Opera and Skyfire are a natural fit. Both companies have extensive focus on operator products well beyond our well-known consumer web browsers, with complementary geographic strengths (Skyfire in North America, Opera globally and especially across the entire developing world). Skyfire brings cutting-edge products like Rocket Optimizer and Skyfire Horizon that are proven in commercial deployment, and signed customers including 3 of the largest U.S. wireless operators. Our technology in video, app optimization, and mobile browser personalization for smartphones and tablets extend Opera’s portfolio into high-growth areas.
Together, we’re stronger. Opera has an incredible global distribution network, beloved global brand, and customer relationships with Mobile Operators and consumers around the world. Furthermore, Opera Mediaworks will give us access to a world class mobile monetization and ad network sister company. Together we can accelerate the commercialization of Skyfire technology, and build new joint products that will be cloud-based and disruptive.

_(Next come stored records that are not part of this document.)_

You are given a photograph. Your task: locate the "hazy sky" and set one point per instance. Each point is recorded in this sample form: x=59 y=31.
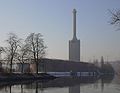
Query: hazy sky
x=53 y=19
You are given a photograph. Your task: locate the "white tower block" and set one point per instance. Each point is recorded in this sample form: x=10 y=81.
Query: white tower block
x=74 y=44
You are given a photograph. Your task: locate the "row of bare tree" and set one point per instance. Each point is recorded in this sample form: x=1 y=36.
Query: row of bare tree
x=32 y=47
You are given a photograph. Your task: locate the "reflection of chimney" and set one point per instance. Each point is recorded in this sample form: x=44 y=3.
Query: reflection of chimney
x=74 y=24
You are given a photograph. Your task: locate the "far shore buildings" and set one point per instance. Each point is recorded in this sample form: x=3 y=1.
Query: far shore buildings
x=67 y=66
x=71 y=66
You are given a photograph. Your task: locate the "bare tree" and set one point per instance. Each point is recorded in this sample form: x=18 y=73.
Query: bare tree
x=36 y=48
x=11 y=50
x=115 y=18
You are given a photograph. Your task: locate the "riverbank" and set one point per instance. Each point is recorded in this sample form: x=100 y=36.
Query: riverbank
x=25 y=76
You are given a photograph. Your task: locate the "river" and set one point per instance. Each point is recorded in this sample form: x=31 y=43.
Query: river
x=66 y=85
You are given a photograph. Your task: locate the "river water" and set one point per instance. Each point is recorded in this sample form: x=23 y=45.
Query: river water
x=65 y=85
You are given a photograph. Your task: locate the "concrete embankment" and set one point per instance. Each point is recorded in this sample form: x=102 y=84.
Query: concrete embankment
x=22 y=77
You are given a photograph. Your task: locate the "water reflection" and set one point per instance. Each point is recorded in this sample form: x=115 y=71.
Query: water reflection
x=60 y=85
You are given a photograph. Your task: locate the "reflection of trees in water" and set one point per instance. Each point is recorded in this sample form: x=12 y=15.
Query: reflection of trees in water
x=71 y=82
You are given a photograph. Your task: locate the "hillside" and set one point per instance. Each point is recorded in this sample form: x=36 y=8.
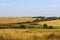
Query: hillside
x=5 y=20
x=53 y=22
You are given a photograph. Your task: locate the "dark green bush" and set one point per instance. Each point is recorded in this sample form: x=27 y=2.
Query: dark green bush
x=50 y=27
x=45 y=26
x=22 y=26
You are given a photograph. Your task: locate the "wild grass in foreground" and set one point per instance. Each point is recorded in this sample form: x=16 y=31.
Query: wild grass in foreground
x=29 y=34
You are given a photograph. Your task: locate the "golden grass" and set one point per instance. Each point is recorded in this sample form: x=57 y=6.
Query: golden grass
x=4 y=20
x=27 y=33
x=53 y=22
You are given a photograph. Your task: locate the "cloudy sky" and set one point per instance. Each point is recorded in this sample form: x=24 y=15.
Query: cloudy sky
x=29 y=8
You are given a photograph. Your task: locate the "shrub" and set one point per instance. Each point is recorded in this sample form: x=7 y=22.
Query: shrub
x=50 y=27
x=45 y=26
x=22 y=26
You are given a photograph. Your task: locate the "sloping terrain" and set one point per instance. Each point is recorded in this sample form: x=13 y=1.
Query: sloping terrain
x=5 y=20
x=53 y=22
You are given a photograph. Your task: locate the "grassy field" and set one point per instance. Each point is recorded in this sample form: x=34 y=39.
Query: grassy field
x=29 y=34
x=6 y=20
x=53 y=22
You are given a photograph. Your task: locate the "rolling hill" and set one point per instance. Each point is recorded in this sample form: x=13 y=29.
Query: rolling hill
x=53 y=22
x=5 y=20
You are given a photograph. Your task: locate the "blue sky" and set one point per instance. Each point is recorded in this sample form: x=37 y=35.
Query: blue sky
x=29 y=8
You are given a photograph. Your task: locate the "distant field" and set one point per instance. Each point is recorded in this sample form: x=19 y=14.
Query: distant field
x=27 y=34
x=4 y=20
x=53 y=22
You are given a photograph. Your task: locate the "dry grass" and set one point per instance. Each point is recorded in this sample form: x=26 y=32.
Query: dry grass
x=27 y=34
x=4 y=20
x=53 y=22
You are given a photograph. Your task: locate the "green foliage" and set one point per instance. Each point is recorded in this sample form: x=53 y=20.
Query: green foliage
x=50 y=27
x=22 y=26
x=45 y=26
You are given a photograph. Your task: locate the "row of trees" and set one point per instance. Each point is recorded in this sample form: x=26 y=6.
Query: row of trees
x=45 y=26
x=40 y=19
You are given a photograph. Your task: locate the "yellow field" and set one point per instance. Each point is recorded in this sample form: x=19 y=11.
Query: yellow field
x=53 y=22
x=26 y=34
x=4 y=20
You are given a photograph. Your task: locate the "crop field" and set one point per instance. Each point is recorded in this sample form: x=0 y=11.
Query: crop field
x=28 y=34
x=53 y=22
x=6 y=20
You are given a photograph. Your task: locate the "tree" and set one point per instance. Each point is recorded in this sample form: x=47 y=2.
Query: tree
x=50 y=27
x=45 y=26
x=22 y=26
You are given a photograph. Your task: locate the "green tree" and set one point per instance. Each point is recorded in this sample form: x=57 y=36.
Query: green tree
x=22 y=26
x=45 y=26
x=50 y=27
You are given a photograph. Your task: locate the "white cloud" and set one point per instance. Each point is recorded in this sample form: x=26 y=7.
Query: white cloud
x=54 y=5
x=6 y=4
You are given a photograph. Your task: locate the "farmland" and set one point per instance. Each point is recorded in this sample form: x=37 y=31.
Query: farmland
x=28 y=34
x=29 y=28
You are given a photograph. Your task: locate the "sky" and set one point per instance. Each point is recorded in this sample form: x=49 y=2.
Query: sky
x=18 y=8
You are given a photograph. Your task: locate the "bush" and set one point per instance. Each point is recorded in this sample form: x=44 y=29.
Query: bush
x=50 y=27
x=45 y=26
x=22 y=26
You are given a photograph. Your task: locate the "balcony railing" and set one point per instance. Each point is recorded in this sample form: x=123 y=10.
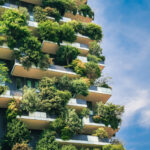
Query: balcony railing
x=85 y=140
x=37 y=73
x=37 y=120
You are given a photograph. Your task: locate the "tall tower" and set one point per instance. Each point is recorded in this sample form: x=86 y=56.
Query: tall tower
x=53 y=91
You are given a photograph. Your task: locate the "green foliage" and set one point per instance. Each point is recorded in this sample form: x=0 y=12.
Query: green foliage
x=93 y=58
x=24 y=11
x=61 y=5
x=67 y=33
x=17 y=132
x=85 y=112
x=30 y=101
x=96 y=50
x=13 y=110
x=52 y=99
x=66 y=54
x=4 y=73
x=68 y=147
x=32 y=54
x=113 y=147
x=110 y=114
x=92 y=71
x=73 y=122
x=39 y=14
x=85 y=10
x=49 y=31
x=101 y=133
x=79 y=87
x=47 y=141
x=21 y=146
x=53 y=12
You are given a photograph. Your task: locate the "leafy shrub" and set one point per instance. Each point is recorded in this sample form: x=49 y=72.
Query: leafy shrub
x=96 y=50
x=17 y=132
x=13 y=110
x=68 y=147
x=110 y=114
x=2 y=40
x=53 y=12
x=66 y=133
x=24 y=11
x=30 y=100
x=67 y=33
x=61 y=5
x=85 y=112
x=3 y=89
x=66 y=54
x=47 y=141
x=96 y=118
x=79 y=87
x=85 y=10
x=39 y=14
x=49 y=30
x=101 y=133
x=21 y=146
x=113 y=147
x=92 y=71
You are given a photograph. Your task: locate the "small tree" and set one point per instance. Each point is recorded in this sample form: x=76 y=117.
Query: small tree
x=67 y=33
x=30 y=100
x=47 y=141
x=68 y=147
x=92 y=71
x=21 y=146
x=101 y=133
x=49 y=31
x=17 y=132
x=66 y=54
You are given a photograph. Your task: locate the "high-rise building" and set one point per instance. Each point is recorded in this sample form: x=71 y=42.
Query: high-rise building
x=59 y=40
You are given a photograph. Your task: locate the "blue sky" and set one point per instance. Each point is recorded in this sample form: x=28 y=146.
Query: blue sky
x=126 y=45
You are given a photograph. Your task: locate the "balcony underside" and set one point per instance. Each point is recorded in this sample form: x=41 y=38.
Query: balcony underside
x=5 y=53
x=51 y=48
x=96 y=97
x=35 y=2
x=34 y=124
x=37 y=73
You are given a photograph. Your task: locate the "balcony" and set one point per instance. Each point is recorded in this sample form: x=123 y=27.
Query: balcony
x=84 y=140
x=35 y=2
x=5 y=52
x=77 y=104
x=90 y=126
x=63 y=20
x=37 y=73
x=36 y=120
x=5 y=98
x=51 y=47
x=84 y=60
x=97 y=94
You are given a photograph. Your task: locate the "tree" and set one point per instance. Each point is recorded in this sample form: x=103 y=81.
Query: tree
x=66 y=54
x=92 y=71
x=68 y=147
x=49 y=31
x=113 y=147
x=30 y=100
x=79 y=87
x=16 y=132
x=21 y=146
x=67 y=33
x=47 y=141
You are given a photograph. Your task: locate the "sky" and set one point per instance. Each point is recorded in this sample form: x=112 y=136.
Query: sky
x=126 y=45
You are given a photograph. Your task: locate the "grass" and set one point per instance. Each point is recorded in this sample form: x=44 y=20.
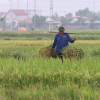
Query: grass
x=40 y=35
x=36 y=78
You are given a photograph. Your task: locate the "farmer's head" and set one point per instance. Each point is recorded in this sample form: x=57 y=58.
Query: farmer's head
x=61 y=29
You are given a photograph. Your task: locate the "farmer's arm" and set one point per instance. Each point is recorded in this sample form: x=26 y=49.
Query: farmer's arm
x=54 y=44
x=70 y=39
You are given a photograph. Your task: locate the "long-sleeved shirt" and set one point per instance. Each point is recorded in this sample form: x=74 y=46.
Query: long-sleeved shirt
x=61 y=42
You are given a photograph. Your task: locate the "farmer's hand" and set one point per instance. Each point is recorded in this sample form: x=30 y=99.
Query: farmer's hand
x=74 y=38
x=50 y=48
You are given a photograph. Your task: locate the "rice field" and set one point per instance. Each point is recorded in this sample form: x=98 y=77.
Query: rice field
x=24 y=75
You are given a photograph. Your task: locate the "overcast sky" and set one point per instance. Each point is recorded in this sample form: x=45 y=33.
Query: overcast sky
x=62 y=7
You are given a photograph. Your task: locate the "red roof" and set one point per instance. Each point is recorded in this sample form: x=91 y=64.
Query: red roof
x=19 y=12
x=25 y=20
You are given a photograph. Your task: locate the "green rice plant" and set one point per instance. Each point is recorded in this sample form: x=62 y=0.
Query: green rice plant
x=96 y=53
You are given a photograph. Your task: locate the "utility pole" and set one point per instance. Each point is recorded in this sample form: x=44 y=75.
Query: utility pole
x=18 y=15
x=94 y=12
x=27 y=14
x=34 y=13
x=11 y=13
x=52 y=14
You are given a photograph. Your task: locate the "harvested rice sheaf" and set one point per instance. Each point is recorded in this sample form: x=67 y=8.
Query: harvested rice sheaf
x=69 y=52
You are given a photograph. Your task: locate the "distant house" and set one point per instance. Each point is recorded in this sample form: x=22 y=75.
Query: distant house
x=14 y=15
x=25 y=20
x=31 y=13
x=2 y=14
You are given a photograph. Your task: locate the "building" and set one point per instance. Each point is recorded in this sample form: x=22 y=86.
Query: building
x=31 y=13
x=15 y=15
x=2 y=14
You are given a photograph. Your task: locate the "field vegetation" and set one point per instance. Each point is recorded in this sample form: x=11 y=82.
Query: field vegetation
x=41 y=35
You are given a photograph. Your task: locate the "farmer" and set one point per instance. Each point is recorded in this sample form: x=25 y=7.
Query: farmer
x=61 y=41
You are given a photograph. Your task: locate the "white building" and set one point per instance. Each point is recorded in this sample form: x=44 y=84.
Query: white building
x=13 y=16
x=31 y=13
x=2 y=14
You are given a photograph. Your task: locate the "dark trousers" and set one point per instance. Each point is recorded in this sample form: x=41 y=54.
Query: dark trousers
x=60 y=56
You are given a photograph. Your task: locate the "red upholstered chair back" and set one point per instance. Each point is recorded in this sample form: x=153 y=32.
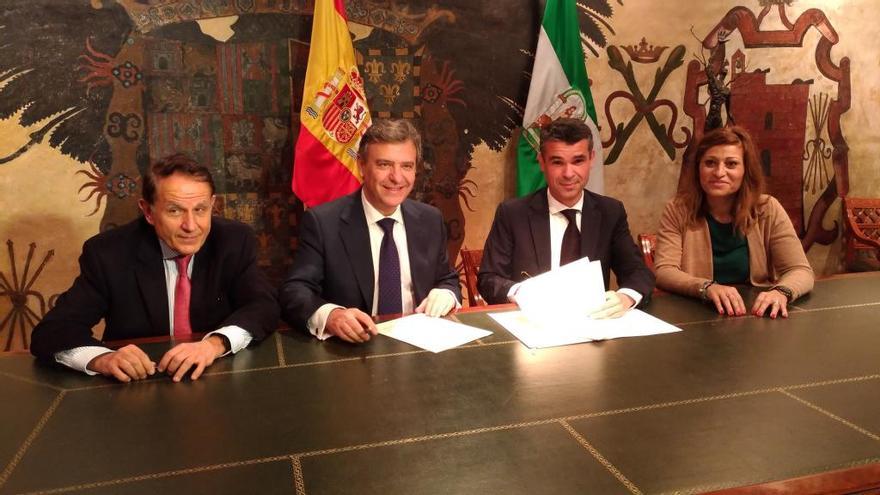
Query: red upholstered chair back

When I came aboard as CEO in 2009, it was my focus to help extend the vision of our founders, and work closely with them to build a team that was passionate, inventive and devoted to solving access and connection problems for the world's wireless users. I’m proud of our team… with only 53 employees here in Silicon Valley we’ve built products that routinely outperform legacy competitors by two-fold to ten-fold in scalability and performance. It’s the team’s hard work and ingenuity that brought us to today.
After closing, I will assume the role of EVP of the Operator Business Unit for Opera. I'll also remain the CEO of Skyfire, and will oversee the joint offerings for Opera across Opera Mini co-branded solutions for operators and Skyfire’s product lines.

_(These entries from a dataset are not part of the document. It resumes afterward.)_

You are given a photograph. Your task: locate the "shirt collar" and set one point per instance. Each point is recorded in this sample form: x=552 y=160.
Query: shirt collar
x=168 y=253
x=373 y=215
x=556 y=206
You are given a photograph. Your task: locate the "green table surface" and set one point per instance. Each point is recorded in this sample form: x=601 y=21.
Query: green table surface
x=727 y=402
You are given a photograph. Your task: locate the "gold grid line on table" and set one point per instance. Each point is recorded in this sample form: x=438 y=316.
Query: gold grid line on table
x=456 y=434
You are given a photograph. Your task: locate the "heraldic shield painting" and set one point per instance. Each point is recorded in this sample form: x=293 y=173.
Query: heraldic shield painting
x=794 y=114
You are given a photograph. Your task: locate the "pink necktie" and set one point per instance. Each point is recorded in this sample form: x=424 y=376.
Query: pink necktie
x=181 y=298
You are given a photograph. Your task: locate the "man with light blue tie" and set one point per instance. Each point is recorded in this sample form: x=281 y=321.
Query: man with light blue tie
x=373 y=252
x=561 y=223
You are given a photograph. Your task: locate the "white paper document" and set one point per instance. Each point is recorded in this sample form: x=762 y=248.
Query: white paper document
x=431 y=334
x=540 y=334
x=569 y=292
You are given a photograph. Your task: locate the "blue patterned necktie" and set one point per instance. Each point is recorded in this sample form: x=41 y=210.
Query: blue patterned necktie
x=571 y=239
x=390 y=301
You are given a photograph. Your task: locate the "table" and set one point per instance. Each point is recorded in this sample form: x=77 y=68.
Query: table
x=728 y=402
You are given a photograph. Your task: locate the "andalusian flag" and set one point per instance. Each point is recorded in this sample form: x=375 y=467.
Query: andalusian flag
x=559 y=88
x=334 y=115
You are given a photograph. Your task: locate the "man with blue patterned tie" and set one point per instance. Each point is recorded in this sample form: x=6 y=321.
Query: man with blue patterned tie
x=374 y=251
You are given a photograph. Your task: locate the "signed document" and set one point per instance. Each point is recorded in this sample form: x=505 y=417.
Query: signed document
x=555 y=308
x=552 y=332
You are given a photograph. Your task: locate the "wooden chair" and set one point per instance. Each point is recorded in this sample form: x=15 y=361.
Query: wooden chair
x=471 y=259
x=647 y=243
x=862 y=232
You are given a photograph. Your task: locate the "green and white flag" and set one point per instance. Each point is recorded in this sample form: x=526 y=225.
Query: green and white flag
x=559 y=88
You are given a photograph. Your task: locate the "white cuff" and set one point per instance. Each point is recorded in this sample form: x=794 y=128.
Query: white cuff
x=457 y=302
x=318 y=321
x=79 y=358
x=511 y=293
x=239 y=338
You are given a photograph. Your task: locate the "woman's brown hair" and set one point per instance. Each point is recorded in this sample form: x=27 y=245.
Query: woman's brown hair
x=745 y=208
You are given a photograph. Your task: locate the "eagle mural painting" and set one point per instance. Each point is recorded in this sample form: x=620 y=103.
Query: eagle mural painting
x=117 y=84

As for our consumer products, Skyfire’s web browser products for iOS and Android and Opera's globally-beloved mobile browsers including Opera Mini start out with different audiences—smartphone video junkies for Skyfire, speed and data savings lovers for Opera Mini (all the way down to feature phones and 2G connections). Skyfire consumers who have bought apps from Skyfire will be able to continue enjoying those apps, and the 2013 roadmap for Skyfire direct-to-consumer products continues to include many innovations and investments. Over the long run, we will evaluate how we can bring the best of both companies' products together for the benefit of consumers and their operators. We have long shared an ethos with Opera, which practically invented cloud-based compression and server-side acceleration. Now we look forward to building new products together.

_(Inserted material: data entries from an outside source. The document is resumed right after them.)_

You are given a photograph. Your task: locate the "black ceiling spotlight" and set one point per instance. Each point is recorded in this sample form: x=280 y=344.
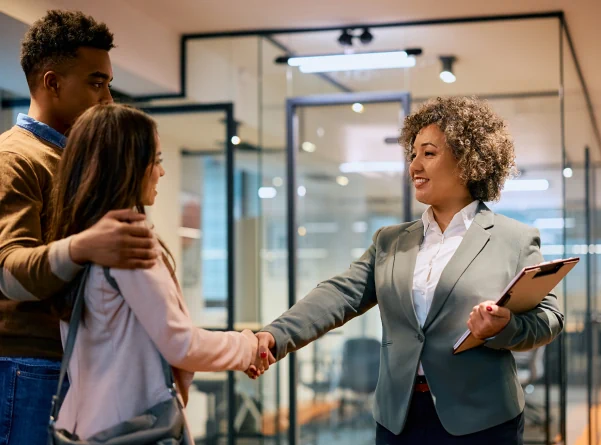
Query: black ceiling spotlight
x=346 y=38
x=366 y=36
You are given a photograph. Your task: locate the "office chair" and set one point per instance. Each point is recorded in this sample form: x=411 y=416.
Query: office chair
x=530 y=370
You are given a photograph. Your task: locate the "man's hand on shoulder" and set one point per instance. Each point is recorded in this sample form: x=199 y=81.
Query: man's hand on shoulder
x=115 y=242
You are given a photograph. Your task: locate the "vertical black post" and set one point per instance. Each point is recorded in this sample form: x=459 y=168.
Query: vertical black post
x=589 y=295
x=563 y=346
x=291 y=144
x=407 y=190
x=231 y=277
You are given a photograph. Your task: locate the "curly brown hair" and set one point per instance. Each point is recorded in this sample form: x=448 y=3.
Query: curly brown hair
x=56 y=37
x=477 y=136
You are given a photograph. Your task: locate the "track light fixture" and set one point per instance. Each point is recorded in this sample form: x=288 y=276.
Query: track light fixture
x=346 y=38
x=446 y=74
x=366 y=36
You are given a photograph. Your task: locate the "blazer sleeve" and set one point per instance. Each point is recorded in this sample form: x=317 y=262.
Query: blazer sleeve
x=153 y=297
x=330 y=305
x=540 y=325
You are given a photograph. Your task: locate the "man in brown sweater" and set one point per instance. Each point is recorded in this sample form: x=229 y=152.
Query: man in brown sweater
x=65 y=57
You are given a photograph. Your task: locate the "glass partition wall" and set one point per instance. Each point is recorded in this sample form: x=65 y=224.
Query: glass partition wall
x=225 y=218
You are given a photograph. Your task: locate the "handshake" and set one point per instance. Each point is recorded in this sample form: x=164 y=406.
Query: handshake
x=263 y=357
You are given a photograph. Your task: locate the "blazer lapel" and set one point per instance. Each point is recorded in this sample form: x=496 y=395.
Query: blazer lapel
x=472 y=244
x=404 y=266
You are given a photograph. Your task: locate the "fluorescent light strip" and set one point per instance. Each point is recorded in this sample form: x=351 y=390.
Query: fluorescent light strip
x=351 y=62
x=372 y=167
x=526 y=185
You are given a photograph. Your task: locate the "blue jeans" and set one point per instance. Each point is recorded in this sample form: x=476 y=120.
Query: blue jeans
x=26 y=387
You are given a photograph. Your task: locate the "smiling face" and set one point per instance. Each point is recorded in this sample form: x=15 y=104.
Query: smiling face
x=434 y=170
x=153 y=174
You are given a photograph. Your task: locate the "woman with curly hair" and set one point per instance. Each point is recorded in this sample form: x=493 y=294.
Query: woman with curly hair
x=432 y=278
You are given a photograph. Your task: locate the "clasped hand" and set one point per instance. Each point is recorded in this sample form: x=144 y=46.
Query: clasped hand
x=487 y=320
x=263 y=357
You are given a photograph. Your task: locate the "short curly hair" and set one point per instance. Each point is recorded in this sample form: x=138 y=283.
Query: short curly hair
x=477 y=136
x=56 y=37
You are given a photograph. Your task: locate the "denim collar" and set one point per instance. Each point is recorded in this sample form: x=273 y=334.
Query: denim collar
x=41 y=130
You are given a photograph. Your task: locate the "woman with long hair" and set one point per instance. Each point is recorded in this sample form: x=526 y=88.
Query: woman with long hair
x=113 y=161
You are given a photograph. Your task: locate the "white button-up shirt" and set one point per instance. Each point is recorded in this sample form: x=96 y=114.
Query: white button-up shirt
x=434 y=253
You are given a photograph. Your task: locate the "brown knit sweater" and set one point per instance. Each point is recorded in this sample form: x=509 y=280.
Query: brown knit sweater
x=30 y=271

This will be a chance to do more of why we joined Skyfire in the first place. We're passionate. We’re innovators. And true inventors want to build great things, and then they want millions of people around the world to use them. Opera’s over 100 operator customers, and their 300 million active monthly users provide a chance for Skyfire technology to find a larger global stage.
Earlier in my career, as some people may know, I worked for years on economic development in emerging markets. When I joined Skyfire as CEO almost 4 years ago, I had a vision that school kids in a village or a megacity in Africa or India or South America could gain access, on a cheap smartphone, to all the same learning, knowledge and entertainment available to their more wealthy equivalents in the developed world. They might never own a desktop computer, but they could likely own a smartphone. Thanks to Skyfire's video compression technology, they could get double the usage for their rupees or pesos, and watchable video even on crowded networks. They could participate in the wider world.
By joining forces with Opera, that dream now becomes in reach. Opera is a brand that shares that philosophy. Opera has tremendous reach in so many countries, especially places like Brazil, Russia, India, and China. In some of them, half of all mobile internet usage comes via Opera products. The next billion Internet users will be mobile users. We share the belief of Opera's original founders and employees that access to the web should be a universal right. As so much of the value of today's web comes via video and audio streaming, that belief just gained fresh and renewed relevance for a Web 3.0, mobile-first world.
This is not the end, but the start of a new chapter… Skyfire 3.0. Onward we go.